Despite the impressive enterprise, the Germans terminated the evacuations from Belgium in May 1942 and from France in October 1942. Their justification was based upon the belief that children in Switzerland would become politically incited with anti-German sentiments. (Yep, really).

The Nazis’ termination of these three-month evacuations coincided with Swiss border closures in late 1942. (But it is important to point out that some children gained entry into Switzerland, including those admitted due to tuberculosis and others sent through another initiative led by Pro Juventute). It was not until July 1944 when the Swiss Coalition resumed the three-month evacuations.

In total, over 60,000 French and Belgian children benefitted from these temporary child evacuations (including some from Yugoslavia) during the Second World War. In the post-war period, this was expanded to other war-stricken nations and an additional 100,000 children were welcomed to Switzerland from 1945 to 1949.

So what?

While I discuss Switzerland at length here, the obligations among so-called “neutral” nations to help refugees is not just about Switzerland. If we put any nation under a microscope, we will discover many unwelcome truths about its immigration policies. Assigning responsibility (and culpability) for who did or did not protect refugees, including Jews, is a tricky exercise, especially when discussed on such a large, international scale.

Perhaps Swiss historians say it best. When ascribing responsibility for Switzerland’s lack of action to protect vulnerable groups, notable Swiss historian Edgar Bonjour argued that the entire generation of Swiss made it possible for the democratic government to create such refugee policies. Historian Stephen Mächler (Hilfe und Ohnmacht, 440) pushes this further to criticize “the entire globe,” as everyone opposed welcoming refugees, especially Jews, making it nearly impossible for Switzerland to do anything but to create similar refugee policies. However, as Georg Kreis argues (Switzerland and the Second World War, 113), if all are responsible, then ultimately no one is responsible

Let’s return to our “Swiss Schindler”. As a diplomat working from a Swiss consulate in Budapest, Carl Lutz was protected by international law and granted immunity to local conflict, as any diplomat should be treated. But, importantly, only neutral governments during the Second World War could act as protective powers. As Lutz was the citizen of a neutral government, this meant that his Swiss embassy in Budapest acted as an intermediary and/or protective power for other warring nations without diplomatic representation in Hungary. (This system still operates today; a Canadian pastor was recently released in North Korea via the Swedish embassy because Canada designated Sweden to be its protective power). Therefore, Carl Lutz’s citizenship to neutral Switzerland played an incredibly critical role in the lives of 62,000 Jews.
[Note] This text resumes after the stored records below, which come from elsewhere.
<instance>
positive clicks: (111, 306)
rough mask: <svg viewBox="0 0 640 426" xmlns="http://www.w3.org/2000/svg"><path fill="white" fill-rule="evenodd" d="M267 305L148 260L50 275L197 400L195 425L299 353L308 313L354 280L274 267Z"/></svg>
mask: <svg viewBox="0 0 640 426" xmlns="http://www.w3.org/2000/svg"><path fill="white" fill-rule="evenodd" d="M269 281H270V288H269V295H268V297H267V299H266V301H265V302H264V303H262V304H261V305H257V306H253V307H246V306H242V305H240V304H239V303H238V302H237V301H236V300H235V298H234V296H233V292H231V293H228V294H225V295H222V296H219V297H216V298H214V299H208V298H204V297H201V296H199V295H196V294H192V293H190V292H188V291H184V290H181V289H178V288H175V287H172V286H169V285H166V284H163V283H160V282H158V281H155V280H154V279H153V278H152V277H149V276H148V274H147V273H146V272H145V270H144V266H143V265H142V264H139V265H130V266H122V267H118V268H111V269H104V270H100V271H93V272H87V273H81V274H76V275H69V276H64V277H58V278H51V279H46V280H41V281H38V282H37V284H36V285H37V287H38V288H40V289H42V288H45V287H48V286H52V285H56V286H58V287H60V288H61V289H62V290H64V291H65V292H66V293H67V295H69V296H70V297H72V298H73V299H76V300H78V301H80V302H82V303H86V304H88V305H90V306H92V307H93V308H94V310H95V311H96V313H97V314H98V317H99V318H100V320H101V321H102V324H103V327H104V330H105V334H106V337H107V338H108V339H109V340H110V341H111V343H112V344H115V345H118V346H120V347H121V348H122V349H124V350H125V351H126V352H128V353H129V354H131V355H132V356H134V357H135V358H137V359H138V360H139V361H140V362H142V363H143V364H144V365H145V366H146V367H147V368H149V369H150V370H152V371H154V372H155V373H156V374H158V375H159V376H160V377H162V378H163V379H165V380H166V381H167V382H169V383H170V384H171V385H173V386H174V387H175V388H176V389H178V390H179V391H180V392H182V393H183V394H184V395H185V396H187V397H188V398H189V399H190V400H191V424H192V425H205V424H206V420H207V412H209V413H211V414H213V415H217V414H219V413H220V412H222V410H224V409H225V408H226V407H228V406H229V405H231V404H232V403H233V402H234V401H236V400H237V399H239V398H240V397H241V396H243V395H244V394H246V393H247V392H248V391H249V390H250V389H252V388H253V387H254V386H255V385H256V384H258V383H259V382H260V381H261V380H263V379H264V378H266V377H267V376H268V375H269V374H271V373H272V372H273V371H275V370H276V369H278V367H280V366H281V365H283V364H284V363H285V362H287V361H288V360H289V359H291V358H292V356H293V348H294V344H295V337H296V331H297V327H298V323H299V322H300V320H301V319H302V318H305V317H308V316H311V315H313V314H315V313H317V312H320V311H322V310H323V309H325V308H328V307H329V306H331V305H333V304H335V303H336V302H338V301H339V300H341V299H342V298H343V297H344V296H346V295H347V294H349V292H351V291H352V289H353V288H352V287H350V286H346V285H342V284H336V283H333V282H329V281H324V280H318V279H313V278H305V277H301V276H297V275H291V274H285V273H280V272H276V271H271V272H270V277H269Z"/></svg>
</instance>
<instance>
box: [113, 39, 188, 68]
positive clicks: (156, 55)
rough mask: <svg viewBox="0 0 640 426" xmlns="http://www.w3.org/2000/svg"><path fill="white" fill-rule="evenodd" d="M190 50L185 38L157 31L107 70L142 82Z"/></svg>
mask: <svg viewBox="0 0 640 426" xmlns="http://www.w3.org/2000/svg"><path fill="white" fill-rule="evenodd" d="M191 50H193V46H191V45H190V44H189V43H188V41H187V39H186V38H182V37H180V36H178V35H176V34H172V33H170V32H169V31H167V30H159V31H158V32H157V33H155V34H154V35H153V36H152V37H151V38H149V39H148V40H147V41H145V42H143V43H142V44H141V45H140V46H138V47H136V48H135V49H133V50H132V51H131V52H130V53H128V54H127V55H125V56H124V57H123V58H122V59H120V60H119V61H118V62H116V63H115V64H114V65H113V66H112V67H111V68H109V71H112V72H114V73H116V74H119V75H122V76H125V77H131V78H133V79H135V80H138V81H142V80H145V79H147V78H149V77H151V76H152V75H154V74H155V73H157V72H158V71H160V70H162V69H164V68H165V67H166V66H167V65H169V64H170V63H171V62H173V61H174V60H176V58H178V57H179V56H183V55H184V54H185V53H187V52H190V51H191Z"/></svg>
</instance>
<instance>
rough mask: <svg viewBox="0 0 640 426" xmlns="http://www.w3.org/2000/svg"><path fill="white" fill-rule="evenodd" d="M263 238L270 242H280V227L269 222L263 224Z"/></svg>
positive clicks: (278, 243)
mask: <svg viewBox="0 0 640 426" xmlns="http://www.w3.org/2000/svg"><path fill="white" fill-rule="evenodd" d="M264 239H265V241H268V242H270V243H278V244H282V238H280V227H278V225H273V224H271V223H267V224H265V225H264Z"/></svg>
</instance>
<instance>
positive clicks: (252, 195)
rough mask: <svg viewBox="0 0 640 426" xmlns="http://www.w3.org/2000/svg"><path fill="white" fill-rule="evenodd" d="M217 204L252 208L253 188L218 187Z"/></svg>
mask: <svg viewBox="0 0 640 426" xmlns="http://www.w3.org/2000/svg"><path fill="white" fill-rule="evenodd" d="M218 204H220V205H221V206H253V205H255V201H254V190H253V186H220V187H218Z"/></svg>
Remarkable initiatives like the Swiss Coalition, and the actions of Swiss citizens like Carl Lutz, Paul Grüninger, Hans Schaffert, Roslï Näf, and so many others, deserve great attention. They not only sacrificed their own personal comfort, safety and even careers, but they discovered cunning ways to capitalise on their Swiss neutrality for the protection of thousands of people. In this sense, their humanitarianism (and courage) seems amplified. Neutrality was not a limitation or excuse to not intervene, but actually an influential weapon that could be used, if in the right hands.